Innovations with environmental DNA are also revolutionising aquatic and riparian biodiversity sampling and monitoring, we need to play catch up to incorporate these tools into biodiversity monitoring frameworks.
New technologies for treating mine water are evolving rapidly, some of these are even using algae biofilters to strip heavy metals and other contaminants
Q. Are you seeing a pattern in the types of companies investing the most in water solutions?

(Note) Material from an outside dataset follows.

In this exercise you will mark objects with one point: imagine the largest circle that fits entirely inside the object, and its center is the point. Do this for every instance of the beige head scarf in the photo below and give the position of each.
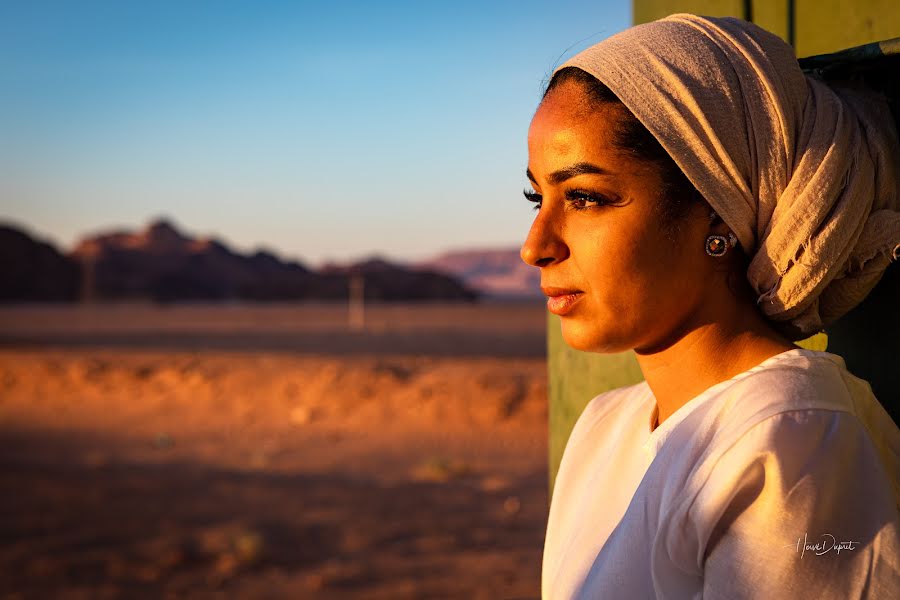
(805, 176)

A. We are finding that there is a transformational shift in how mines want to be perceived and how they are being scrutinised. This might result in negative PR leading to fines delicensing, closure and divestment.
We find our tools are being adopted not because they are required by regulators, but because companies want to demonstrate they are going the extra mile, rather than box-ticking and kicking the regulatory can down the road. So, we are finding that large companies, in particular, want to safeguard against reputational risk, but also demonstrate their ESG credentials and commitments.
Given the opposition faced by many mines, there is a need for companies to have the best possible data on which to manage their assets and base decisions on, and we offer that. They can even have the community collect the water samples, which offers an additional level of objectivity to the data collection.
There will always be ‘dirty’ entities, attracted by maximising profits without a thought to the environment, these give the sector a bad name
Q. Are enough organisations understanding and taking water usage as seriously as they should?
A. Currently no, there is a lot of indiscriminate and unsustainable use of aquifers and groundwaters; dirty entities and businesses need to be regulated and made to get better. This also largely depends on where they are operating and how they are being scrutinised; companies operating in water scarce areas are far more conscious about water usage by necessity. In some cases, desalination plants are even constructed to provide water for these operations. There is also differing regulatory framework between countries and types of mining operations; for instance, Europe has stringent regulations which are tightly enforced, but emerging economies often lack these.
The perception that mining is a ‘dirty business’ that can contaminate water supplies and lead to health implications for neighbouring communities is a huge reputational risk, this awareness provides a powerful incentive where regulations and enforcement are lacking. The increasing ability to sample water in remote locations and record on mobile phones has also made water monitoring accessible to everyone, with global citizen science water monitoring projects further empowering local communities with the means and platforms to detect environmental pollution and hold polluters accountable.
There will always be ‘dirty’ entities, attracted by maximising profits without a thought to the environment, these give the sector a bad name. However, supply chains are becoming increasingly traceable, from pit-to-product, so tracing their material through supply chains to end-products and suppliers can allow for more ethical purchasing. The energy transition is a huge opportunity for mining, but we need to ensure we aren’t robbing Peter to pay Paul in the process, i.e., trashing our freshwater resources, biodiversity and ecosystem on the road to clean renewable energy.
What is without question, is that with variations in weather patterns and water availability, water usage and treatment will only grow in importance for mining operations.